Analyst: How do you feel angry? What do you want to do? 
Bree: I want to...manipulate him.
Analyst: How?
Bree: In all the ways that I can manipulate people.
It is not just that we become passive like objects. And anyway, objects are not simply passive but function in our lives as blocks and impediments, as the concretised rationalisations of an other interest... objects always have directed force. Things are units within a process that is already in motion, they orchestrate an order, a will, upon those persons who appear within the scene always after it has been arranged. 

To become subject to process, to be reduced to a thing, is to move in accordance with the flow of things. 


Militancy is the deliberate introduction of a hostile element into the arrangement of a scene. The outcome of militant interventions is always unpredictable. 

And yet it is also to derive a client power from the general movement – abdicating volition to greater forces is compensated for in a becoming-force in relation to lesser objects. The killer character, Peter Cable tells Bree, ‘I've no idea what I'm going to do, and I'm so deeply puzzled.’ He is at the mercy of process, that which he undertakes is also channelled through him, its force comes from deep time – he is its vessel, its incarnation. He is an instrument of a greater force – but he also derives something from that; he feeds into it and thereby enjoys an erotic gain in the reduction of others to things. 

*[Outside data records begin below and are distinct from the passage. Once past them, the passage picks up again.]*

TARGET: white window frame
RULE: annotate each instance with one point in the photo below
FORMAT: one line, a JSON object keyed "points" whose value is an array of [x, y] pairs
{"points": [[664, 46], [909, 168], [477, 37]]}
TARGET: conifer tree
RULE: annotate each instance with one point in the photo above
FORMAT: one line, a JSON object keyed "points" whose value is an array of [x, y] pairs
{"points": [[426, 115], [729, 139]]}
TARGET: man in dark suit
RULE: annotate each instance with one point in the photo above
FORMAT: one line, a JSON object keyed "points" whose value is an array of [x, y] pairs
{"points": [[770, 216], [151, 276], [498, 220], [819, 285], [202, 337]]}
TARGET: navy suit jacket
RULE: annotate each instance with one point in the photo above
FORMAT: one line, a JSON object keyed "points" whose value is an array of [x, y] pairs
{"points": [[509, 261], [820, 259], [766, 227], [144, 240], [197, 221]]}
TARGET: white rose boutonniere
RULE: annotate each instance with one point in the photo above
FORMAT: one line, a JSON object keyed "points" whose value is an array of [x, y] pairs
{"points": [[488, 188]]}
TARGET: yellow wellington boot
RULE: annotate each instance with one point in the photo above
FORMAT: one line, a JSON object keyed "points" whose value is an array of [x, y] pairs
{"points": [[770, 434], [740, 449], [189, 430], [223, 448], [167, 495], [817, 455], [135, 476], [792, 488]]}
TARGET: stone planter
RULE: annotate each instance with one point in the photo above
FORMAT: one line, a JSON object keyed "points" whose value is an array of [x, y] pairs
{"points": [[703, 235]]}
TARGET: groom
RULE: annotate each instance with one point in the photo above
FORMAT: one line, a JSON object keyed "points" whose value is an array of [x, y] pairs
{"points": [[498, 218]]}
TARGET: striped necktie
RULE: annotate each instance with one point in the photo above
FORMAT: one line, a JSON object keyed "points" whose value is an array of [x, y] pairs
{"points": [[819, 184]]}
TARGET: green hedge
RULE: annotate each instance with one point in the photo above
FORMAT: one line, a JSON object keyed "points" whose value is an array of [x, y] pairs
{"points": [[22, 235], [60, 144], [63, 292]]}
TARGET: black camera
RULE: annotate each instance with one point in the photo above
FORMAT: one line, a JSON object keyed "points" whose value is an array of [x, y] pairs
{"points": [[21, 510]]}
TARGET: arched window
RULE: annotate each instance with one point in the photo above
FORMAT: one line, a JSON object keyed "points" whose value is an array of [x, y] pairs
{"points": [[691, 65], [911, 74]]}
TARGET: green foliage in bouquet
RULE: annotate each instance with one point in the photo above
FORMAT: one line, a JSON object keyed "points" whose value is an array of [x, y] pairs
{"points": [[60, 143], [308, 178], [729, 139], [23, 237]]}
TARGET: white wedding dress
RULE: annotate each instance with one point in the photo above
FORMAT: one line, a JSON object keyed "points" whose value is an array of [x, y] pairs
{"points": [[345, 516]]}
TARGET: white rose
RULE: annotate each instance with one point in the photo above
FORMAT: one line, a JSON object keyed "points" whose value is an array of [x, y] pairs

By contrast, Bree (predictably characterised as ‘a prostitute’ ) has somewhat returned from commodification and painfully woken up within recomposing relations of visceral intimacy. She responds, ‘I have no idea what's going to happen.’ She has stepped out of the predictable flow. But what difference does that make? The process, the flow of things that flood up against and reduce individual life has not been arrested. There are other prostitutes. Her relationship, as an individual, to the process has been transformed from her perspective. She has gained something outside of the flow, and yet also still remains trapped within it.
'As a spectator of the screen, the irony is not lost on me that the thingness of the film, which sets vulnerable live relations against lives dominated by process, itself has triumphed as a thing over the lives of those who made it. It has survived intact, and they have aged – Dorian Gray, re-reversed.' 
They too, these humans, even in their works set against death, have inescapably preserved the mediation by dead things of lived life – a mediation which renders existence uniform and thus subject to messages transmitted via mass-distributed celluloid images. 
The enquiry agent now reflects, ‘in order to resist thingness, of which I am perpetually so aware, my life-goal, the pursuit of not falling into line, has generally involved attuning myself to that which has not occurred in despite of the character of that which dominates. It has become necessary to subtract everything from everything so that I might discover a trace of something else. Therefore, it was inevitable I think that I should perpetually run up against, and be challenged by, what is most the case, what is the least different, what is unavoidably present, it being the generalised material basis generating individual individual awareness. 
‘In new behaviours of resistance are to be found enacted, the old relations of acquiescence.
‘Therefore, as in Poe’s Imp of the Perverse, it also seems that the entire project of my investigations has been taken up in the reencountering of that to which I am most averse – the objects of  other’s ambitions; the fragments of the world which most precisely resemble that which I have sought to leave behind. 
‘This crabbed comportment before what is profane to me has thus, perversely, energised all my searching – causing in me a compulsion to sweep everything else aside so as to re-play this fundamental connection between uniformity at the left wall, and the possibility for divergence from it at the right.’